Single-cell transcriptomics unveils atrazine's impact on neurons and microglia in C57BL/6 mice

Background: Atrazine (ATZ), a widely used Herbicide, is implicated in neurodegenerative risks, yet its neurotoxic mechanisms remain unclear. This study investigates how environmentally relevant ATZ exposure disrupts neuron-microglia interactions to drive Parkinson's disease (PD)-like pathology.

Methods: C57BL/6 mice received 28-day oral ATZ (10 mg/kg/day). Behavioral phenotyping (open field, pole climb, wire hanging tests) assessed motor deficits. Midbrain tissues underwent histopathology and single-cell RNA Sequencing (scRNA-seq). Intercellular communication networks were reconstructed using the CellChat algorithm, with a focus on neuron-microglia signaling pathways. Quantitative Real-Time PCR (qPCR) was employed to validate the transcriptomic accuracy of scRNA-seq (n = 6/group).
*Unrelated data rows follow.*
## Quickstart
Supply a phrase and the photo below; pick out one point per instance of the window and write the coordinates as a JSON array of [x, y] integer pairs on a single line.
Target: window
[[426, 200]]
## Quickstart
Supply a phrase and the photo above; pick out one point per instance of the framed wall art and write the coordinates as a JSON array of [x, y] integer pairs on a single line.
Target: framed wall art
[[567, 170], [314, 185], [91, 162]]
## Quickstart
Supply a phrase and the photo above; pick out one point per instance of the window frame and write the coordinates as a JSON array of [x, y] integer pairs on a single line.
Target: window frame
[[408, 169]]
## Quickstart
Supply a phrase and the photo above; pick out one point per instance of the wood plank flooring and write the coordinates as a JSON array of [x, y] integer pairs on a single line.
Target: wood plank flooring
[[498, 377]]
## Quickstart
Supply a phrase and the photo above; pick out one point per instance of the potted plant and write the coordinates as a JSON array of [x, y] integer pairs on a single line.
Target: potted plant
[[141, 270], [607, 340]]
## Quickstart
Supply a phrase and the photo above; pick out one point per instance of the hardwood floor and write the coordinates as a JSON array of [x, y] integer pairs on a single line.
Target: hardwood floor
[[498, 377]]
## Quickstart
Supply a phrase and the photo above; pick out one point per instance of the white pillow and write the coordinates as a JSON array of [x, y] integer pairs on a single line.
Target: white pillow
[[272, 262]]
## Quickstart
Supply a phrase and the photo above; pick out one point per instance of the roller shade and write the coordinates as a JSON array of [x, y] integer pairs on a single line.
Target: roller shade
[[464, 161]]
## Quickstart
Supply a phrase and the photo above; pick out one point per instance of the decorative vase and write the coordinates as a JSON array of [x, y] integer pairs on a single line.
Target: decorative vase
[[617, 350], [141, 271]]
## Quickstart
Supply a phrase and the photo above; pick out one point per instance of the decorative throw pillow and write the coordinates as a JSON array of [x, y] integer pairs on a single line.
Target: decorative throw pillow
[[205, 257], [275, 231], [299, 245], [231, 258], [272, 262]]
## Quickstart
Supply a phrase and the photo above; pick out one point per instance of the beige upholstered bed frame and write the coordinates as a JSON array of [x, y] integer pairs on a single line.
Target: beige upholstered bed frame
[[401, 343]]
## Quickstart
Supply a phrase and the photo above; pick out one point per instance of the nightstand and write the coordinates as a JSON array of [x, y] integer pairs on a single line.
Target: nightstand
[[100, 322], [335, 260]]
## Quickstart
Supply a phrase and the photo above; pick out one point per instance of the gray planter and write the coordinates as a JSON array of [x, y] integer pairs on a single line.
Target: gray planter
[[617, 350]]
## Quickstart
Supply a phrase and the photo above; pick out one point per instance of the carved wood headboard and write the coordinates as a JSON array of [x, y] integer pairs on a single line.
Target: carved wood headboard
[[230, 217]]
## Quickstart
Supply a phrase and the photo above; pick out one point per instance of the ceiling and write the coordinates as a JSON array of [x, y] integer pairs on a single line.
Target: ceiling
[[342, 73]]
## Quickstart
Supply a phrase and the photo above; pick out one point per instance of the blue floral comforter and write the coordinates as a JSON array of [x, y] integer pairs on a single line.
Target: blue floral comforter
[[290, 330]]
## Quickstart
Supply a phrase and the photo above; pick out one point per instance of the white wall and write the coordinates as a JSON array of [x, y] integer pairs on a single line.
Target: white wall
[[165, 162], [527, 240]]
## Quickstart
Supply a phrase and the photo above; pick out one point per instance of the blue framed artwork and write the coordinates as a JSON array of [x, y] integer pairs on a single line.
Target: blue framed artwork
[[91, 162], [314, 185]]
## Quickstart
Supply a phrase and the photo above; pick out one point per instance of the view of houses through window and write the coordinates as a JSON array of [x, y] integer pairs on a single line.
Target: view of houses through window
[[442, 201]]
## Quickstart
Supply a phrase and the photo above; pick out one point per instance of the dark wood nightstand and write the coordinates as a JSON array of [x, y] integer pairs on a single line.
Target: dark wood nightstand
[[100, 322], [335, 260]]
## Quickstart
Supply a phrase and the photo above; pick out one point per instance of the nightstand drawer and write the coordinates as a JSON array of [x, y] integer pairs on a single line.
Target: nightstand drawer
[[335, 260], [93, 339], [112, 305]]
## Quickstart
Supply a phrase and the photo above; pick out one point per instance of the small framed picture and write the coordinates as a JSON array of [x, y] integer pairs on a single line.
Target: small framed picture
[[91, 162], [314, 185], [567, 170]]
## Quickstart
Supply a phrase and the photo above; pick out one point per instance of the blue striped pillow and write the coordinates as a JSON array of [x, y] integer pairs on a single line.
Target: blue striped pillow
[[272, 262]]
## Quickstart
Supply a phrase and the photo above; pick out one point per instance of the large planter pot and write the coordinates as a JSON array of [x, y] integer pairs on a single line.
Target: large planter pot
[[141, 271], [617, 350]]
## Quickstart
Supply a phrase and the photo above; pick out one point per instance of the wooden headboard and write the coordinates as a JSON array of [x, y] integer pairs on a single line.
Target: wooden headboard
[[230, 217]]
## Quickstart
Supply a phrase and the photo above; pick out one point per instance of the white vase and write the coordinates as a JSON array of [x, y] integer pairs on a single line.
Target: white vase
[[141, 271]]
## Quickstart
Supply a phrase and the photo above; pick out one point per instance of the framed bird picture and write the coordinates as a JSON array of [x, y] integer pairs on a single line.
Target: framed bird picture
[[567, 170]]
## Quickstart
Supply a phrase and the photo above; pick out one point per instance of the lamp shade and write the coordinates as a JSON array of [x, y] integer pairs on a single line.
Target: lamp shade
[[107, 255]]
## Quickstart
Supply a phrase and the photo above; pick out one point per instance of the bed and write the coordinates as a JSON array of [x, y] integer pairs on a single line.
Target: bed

Result: ATZ induced PD-like motor dysfunction (e.g., mean speed in OFT, P < 0.0001) and neuronal damage. scRNA-seq identified dysregulated calcium homeostasis genes (Atp2b1, Camk2a, Gabbr2) and neurotoxic markers (Mapt, St18) in neurons, alongside M1 microglia polarization via TLR/TNF/IL-17 signaling. Microglial-derived CX3CL1 was found to competitively disrupt neuronal CX3CL1-CX3CR1 signaling, exacerbating neuroinflammation. qPCR indicated high accuracy of the scRNA-seq data.

Conclusion: Environmental ATZ exposure triggers PD-like neurodegeneration through dual mechanisms: (1) neuronal calcium dysregulation inducing oxidative stress and (2) microglia-driven neuroimmune dysfunction via CX3CL1 signaling. This study provides the novel mechanistic evidence linking ATZ to PD-like pathology via neuron-microglia crosstalk, highlighting the need for re-evaluating global ATZ exposure guidelines.

Atrazine; Crosstalk between cells; Microglia; Parkinson's disease; Single-cell transcriptomics.